The story indicates that students followed a standard pattern: aggressive use of social media, extreme rhetoric, and threats. Of course, student protest and attacks on free speech are nothing new. Yet the situation today has three aspects that make current assaults on freedom of speech more worrying than those of previous generations.
First, the use of social media gives such campaigns a power that is effectively independent of actual numerical support. A protest march depends upon real people turning up at the appointed place and time. A webpage, a Facebook campaign, a trending hashtag require no such thing. Thus, there is an unprecedented ability to present the ideas of tiny minorities as majority, normative opinion.
Second, as this article indicates, those who are charged with protecting free speech on campuses (and elsewhere) seem to lack the courage so to do. Or perhaps that is giving them too much credit. Perhaps it is more the case that they do not care to protect the rights of those who hold positions that seem to reflect religious or even merely traditional positions.

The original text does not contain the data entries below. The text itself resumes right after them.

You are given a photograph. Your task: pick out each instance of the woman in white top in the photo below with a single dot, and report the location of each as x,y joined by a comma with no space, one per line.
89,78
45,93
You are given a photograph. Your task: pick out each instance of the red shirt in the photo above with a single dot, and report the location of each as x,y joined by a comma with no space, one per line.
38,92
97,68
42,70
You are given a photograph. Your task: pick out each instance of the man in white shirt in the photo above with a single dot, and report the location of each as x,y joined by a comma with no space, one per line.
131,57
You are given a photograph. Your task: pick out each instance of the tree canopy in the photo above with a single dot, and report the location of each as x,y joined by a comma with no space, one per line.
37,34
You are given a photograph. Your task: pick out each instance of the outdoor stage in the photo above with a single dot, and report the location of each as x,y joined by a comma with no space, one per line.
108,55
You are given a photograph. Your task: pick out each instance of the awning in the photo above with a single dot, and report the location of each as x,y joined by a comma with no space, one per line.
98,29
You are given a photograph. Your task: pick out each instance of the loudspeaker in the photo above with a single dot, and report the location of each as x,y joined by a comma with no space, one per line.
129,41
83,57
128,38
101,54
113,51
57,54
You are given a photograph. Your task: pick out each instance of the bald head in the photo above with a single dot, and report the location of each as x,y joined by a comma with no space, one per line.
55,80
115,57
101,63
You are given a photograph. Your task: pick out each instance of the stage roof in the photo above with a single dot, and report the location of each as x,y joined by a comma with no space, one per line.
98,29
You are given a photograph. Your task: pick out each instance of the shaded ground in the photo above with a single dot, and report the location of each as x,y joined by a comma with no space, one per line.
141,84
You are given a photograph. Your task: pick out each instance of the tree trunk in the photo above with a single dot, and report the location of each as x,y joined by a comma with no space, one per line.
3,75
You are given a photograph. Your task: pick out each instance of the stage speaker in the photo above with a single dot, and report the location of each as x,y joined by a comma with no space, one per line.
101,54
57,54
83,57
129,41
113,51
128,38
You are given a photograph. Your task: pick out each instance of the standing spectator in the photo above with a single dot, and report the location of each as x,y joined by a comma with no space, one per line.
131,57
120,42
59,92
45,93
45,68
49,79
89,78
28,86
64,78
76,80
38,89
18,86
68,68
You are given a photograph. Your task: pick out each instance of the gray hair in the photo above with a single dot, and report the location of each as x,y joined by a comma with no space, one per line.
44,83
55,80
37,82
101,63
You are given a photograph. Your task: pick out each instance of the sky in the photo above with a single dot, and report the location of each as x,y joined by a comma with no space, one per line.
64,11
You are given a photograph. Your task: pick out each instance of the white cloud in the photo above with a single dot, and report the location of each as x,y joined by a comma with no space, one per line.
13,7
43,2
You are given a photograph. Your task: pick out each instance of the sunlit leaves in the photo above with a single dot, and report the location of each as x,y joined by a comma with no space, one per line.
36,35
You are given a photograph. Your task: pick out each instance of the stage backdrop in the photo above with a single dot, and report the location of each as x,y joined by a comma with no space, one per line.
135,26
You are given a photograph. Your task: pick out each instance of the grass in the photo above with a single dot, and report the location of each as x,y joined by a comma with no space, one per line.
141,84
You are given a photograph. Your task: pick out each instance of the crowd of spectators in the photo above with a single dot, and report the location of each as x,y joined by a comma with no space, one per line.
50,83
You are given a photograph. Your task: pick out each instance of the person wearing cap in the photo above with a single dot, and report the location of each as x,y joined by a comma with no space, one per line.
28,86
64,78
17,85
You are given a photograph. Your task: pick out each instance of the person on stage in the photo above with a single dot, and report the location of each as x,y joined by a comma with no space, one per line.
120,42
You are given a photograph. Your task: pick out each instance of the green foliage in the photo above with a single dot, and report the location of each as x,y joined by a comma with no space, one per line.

Third, the triumph of the arguments against free speech does not rest on any powerful coherence but rather on careful manipulation of rhetoric. Take, for example, the use of “cisgender” and “cissexism” as recounted in the Telegraph article. These words are without doubt two of the most rebarbative pieces of nonsensical gibberish ever coined by the neologists of the New Left, but they serve a useful purpose: They effectively render as mere bigoted prejudice any argument made by any person with a penis who identifies as a man. Anti-essentialism is thus the order of the day when dismissing the opposition. In effect, it is the old sexism, reversed and hidden under the obfuscation we have come to associate with the linguistically creative commissars of identity politics.